Congés annuels reportés : les agents publics devront désormais être prévenus

Trop d’agents publics découvrent, parfois trop tard, qu’ils disposaient encore de jours de congés reportés sans jamais en avoir été formellement informés. Depuis le 13 août 2026, cette zone grise se referme ; les administrations ont désormais l’obligation légale de notifier elles-mêmes ces droits, plutôt que de laisser l’agent le découvrir par hasard ou le perdre faute d’information.

Un droit qui existait déjà mais restait peu lisible

Le mécanisme du report n’est pas nouveau : un agent public, titulaire ou contractuel, qui n’a pas pu solder ses congés de l’année dispose, sous certaines conditions, d’un délai supplémentaire de 15 mois pour le faire. Trois situations ouvrent ce droit :

  • une absence pour raison médicale;
  • une absence liée à la parentalité ou à la vie de famille (naissance, adoption, présence auprès d’un proche malade, etc.),
  • un report imposé par l’employeur lui-même, pour des motifs tenant à la continuité du service.

Le problème n’était donc pas l’existence du droit, mais son effectivité. Sans notification claire, beaucoup d’agents laissaient filer le délai sans même savoir qu’il courait.

L’employeur doit désormais notifier, pas seulement accorder

C’est précisément ce point que corrige le texte entré en vigueur le 13 août 2026. L’administration ne peut plus se contenter d’ouvrir le droit au report. Elle doit activement en informer l’agent, avec deux données précises à communiquer :

  • combien de jours ont été reportés ;
  • jusqu’à quelle date ils restent utilisables.

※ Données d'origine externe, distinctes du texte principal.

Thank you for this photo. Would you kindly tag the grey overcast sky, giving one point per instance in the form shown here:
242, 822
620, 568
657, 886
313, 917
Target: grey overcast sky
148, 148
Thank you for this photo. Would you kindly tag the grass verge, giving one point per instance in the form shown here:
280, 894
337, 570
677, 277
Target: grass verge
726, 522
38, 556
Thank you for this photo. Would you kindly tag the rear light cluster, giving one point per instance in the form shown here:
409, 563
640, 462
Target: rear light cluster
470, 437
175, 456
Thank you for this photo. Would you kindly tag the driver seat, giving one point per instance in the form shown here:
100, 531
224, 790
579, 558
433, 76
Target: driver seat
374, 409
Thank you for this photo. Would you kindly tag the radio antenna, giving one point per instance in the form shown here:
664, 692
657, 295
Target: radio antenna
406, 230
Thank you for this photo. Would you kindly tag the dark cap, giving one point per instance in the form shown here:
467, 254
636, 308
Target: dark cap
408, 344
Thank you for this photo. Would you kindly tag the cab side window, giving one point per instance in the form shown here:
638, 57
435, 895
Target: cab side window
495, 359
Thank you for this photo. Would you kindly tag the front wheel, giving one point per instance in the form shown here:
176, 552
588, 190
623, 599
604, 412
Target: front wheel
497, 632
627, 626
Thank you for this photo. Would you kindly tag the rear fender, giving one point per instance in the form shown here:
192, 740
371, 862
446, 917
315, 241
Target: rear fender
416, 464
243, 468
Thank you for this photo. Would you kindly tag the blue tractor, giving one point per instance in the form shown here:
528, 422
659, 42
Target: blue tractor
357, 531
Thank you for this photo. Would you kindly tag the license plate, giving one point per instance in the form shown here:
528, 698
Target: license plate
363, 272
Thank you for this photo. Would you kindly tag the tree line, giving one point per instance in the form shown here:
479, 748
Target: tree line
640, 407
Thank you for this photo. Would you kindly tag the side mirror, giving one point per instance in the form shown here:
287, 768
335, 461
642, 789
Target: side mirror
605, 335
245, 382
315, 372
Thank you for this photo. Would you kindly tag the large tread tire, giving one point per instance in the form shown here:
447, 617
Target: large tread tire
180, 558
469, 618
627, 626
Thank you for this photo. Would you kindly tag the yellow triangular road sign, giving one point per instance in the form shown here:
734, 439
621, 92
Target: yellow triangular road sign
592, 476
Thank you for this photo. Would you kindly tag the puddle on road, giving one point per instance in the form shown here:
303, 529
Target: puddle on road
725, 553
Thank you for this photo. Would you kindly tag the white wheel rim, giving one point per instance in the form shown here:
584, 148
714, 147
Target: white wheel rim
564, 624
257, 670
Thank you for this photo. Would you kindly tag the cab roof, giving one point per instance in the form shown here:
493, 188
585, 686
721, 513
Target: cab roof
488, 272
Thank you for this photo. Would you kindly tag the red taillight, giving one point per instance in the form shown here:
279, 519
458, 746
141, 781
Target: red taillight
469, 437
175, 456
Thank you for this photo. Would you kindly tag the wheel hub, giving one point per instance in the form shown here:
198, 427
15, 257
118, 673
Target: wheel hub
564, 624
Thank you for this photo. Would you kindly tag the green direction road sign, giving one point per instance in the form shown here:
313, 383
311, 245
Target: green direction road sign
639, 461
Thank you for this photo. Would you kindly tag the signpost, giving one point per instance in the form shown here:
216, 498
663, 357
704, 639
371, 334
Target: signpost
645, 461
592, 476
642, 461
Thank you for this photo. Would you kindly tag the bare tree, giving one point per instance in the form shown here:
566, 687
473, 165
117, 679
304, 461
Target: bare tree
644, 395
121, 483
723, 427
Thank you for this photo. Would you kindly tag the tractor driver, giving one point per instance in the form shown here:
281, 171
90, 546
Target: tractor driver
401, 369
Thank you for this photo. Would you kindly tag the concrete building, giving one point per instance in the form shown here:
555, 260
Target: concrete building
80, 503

Selon l’origine du report, un calendrier différent s’impose à l’employeur :

Motif du reportDélai de notification
Maladie, parentalité, vie familialeDans le mois suivant le retour de l’agent
Nécessités de serviceAvant le 31 janvier de l’année suivante

Et ce n’est pas tout. L’administration doit être en mesure de prouver que l’agent a bien pris connaissance de cette information par un accusé de réception, un espace RH numérique horodaté ou tout autre moyen équivalent. Ce n’est en effet qu’à compter de cette date que débute, en principe, le fameux délai de 15 mois.

Absences longue durée : un point de départ différent

Les agents en arrêt prolongé (un an ou plus à la clôture de l’exercice concerné) relèvent d’une logique à part. Pour eux, le compteur des 15 mois démarre non pas à leur retour, mais dès le 31 décembre de l’année de référence. Concrètement, un agent absent depuis plus d’un an au 31 décembre 2026 verra son délai de report courir à partir de cette date pour les congés dus au titre de 2026. Un délai qui reste toutefois suspendu tant que l’agent n’a pas repris son poste et reçu les informations obligatoires.

Et en cas de départ, l’indemnité compensatrice concernée aussi

La même date du 13 août introduit une exigence miroir pour les agents qui quittent leurs fonctions avec des congés non soldés. Lorsqu’une indemnité compensatrice leur est versée, l’employeur doit désormais leur préciser combien de jours, non pris ou reportés, ont été pris en compte dans ce calcul.

Le vrai enjeu pour les services RH : la preuve, pas seulement le calcul

Cette réforme déplace en réalité la difficulté : ce n’est plus tant le calcul du report qui pose question que la capacité à démontrer, agent par agent, que l’information a bien été transmise et reçue. Cela suppose :

  • un suivi individualisé et fiable des compteurs de congés reportés, selon leur motif d’origine,
  • un circuit de notification traçable, avec preuve de réception opposable,
  • une bonne synchronisation entre ces échéances (reprise de poste, clôture d’année, départ de l’agent) et l’outil SIRH/GTA utilisé.

Un SIRH bien paramétré, capable d’automatiser le calcul des reports et de générer ces notifications horodatées au bon moment du parcours de l’agent, devient ici un allié précieux pour sécuriser la conformité et éviter tout contentieux lié à une perte de droits à congés faute d’information.